Create a filesystem which spans on two block devices: an SSD and a disk; the disk contains file data, and the SSD contains all the metadata (including directory entries, inodes and POSIX extended attributes). Is there a filesystem which supports this? Would it survive a system crash (power outage)?Use find /media/myfs on ext2, ext3 or ext4, instead of ls -laR /media/myfs, because the former can the advantage of the d_type field (see in the getdents(2) man page), so it doesn't have to stat.
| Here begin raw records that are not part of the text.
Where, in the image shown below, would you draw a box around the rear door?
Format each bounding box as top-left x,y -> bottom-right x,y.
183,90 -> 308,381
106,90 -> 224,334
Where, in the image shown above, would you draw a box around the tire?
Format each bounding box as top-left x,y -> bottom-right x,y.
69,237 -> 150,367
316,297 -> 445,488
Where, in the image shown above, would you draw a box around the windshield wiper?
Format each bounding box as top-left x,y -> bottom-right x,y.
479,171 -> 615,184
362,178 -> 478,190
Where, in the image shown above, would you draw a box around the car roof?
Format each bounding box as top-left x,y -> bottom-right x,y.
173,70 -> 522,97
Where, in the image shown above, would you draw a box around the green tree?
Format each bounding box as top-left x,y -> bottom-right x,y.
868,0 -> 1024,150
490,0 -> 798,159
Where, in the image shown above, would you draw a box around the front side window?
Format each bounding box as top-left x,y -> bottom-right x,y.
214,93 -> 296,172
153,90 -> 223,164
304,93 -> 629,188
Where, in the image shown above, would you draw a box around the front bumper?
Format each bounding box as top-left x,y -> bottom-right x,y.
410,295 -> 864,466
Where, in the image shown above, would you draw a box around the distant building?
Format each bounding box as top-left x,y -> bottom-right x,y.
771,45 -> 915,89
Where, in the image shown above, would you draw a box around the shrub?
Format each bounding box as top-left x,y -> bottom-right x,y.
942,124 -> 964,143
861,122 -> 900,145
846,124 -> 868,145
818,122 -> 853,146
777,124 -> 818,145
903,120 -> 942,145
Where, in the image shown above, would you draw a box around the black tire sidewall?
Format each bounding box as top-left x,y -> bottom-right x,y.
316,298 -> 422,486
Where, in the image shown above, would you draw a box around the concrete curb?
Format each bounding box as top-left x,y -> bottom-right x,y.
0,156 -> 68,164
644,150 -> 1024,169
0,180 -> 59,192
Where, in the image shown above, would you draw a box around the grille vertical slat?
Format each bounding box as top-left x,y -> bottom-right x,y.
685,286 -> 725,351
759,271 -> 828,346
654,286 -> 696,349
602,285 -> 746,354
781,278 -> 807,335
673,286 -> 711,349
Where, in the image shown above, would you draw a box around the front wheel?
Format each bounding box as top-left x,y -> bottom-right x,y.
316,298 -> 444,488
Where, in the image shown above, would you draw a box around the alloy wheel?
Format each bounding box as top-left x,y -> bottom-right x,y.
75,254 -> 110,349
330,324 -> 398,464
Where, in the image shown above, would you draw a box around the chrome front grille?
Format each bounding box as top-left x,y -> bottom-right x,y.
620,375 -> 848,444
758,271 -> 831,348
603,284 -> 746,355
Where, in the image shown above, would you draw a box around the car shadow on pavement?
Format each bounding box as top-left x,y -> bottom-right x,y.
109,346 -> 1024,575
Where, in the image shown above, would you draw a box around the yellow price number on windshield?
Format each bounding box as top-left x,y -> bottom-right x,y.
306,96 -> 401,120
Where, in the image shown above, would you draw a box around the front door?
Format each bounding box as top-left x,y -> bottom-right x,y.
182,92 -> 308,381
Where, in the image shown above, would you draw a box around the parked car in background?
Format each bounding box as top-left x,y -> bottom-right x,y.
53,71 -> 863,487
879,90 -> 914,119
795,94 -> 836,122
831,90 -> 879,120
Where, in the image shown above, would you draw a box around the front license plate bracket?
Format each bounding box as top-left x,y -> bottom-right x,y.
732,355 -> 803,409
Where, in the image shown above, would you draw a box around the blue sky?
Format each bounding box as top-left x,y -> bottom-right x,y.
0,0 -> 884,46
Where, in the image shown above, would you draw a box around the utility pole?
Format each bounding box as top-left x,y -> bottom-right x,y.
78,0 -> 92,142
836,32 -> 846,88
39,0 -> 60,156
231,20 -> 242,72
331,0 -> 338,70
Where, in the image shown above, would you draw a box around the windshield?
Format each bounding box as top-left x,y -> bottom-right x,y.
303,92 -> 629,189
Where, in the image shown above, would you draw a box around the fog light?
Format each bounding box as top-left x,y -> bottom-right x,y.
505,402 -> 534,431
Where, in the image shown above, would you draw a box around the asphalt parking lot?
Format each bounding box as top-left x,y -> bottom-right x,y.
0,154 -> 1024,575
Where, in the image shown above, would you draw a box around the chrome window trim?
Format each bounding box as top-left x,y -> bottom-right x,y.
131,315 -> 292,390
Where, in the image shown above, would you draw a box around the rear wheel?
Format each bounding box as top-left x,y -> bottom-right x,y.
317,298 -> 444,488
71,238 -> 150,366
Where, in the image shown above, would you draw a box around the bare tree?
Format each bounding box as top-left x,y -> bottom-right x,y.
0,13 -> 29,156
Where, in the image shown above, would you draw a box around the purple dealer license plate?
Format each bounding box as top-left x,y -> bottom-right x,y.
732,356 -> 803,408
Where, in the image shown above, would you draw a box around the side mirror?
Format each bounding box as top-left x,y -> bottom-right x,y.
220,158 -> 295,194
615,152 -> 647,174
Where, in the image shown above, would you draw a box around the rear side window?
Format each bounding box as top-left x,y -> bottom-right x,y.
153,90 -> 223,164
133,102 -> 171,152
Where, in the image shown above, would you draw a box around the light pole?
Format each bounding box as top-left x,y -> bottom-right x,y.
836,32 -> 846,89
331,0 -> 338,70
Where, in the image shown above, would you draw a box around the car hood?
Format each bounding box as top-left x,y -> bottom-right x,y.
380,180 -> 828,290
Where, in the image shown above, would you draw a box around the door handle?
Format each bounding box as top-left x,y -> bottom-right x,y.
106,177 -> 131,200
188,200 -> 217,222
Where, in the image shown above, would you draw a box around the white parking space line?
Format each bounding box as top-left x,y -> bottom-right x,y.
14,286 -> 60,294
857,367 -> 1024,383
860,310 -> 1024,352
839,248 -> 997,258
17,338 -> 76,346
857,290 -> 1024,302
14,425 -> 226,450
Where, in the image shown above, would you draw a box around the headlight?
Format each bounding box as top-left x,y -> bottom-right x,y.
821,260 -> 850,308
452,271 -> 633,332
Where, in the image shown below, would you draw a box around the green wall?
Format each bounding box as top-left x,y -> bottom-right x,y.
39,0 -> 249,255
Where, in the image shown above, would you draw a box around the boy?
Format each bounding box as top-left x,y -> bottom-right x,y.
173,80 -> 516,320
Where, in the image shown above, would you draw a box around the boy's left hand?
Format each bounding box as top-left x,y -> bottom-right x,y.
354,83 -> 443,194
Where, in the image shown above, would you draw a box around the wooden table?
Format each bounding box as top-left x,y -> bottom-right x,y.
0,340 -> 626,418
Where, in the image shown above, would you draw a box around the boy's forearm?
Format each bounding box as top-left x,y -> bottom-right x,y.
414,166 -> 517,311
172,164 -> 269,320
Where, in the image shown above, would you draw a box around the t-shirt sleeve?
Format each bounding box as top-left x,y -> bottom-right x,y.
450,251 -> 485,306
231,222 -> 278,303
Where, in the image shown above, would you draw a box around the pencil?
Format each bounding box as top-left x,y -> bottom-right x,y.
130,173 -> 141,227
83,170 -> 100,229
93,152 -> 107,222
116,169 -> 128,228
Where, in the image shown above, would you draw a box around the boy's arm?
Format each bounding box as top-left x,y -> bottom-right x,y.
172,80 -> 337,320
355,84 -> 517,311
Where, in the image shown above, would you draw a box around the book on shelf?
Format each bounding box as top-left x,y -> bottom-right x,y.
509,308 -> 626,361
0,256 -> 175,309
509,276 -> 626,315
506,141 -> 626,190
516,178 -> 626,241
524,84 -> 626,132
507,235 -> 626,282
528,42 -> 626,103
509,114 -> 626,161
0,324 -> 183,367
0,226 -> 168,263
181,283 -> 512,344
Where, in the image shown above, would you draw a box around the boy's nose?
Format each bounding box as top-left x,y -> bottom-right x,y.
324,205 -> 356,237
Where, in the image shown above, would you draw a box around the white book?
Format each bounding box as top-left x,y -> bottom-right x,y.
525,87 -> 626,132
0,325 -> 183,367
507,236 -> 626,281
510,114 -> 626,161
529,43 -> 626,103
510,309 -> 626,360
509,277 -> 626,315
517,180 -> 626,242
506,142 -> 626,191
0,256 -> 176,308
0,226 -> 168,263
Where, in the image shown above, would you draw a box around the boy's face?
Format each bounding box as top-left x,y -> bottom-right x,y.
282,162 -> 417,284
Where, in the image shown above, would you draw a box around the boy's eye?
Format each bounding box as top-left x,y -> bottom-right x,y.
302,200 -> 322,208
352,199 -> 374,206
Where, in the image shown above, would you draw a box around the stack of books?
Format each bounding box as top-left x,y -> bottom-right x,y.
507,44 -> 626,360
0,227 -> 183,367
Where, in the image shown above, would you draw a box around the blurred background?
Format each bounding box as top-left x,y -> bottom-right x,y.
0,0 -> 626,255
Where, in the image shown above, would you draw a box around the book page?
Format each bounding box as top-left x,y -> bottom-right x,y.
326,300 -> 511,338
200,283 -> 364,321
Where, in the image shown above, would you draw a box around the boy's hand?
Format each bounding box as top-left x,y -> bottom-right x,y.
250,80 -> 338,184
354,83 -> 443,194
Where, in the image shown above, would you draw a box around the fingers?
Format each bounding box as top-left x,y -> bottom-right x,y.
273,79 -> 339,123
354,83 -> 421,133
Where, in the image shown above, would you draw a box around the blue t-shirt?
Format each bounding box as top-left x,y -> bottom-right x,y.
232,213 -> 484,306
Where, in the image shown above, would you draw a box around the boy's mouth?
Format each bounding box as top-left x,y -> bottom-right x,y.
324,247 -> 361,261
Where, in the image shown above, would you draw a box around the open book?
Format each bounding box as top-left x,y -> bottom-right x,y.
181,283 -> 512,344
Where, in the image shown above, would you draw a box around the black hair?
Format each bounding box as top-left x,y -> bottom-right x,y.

Unfortunately, this doesn't meet my requirements, because I need all file sizes as well, which find /media/myfs doesn't print.Use a filesystem, such as VFAT, which stores inodes in the directory entries. I'd love this one, but VFAT is not reliable and flexible enough for me, and I don't know of any other filesystem which does that. Do you? Of course, storing inodes in the directory entries wouldn't work for files with a link count more than 1, but that's not a problem since I have only a few dozen such files in my use case.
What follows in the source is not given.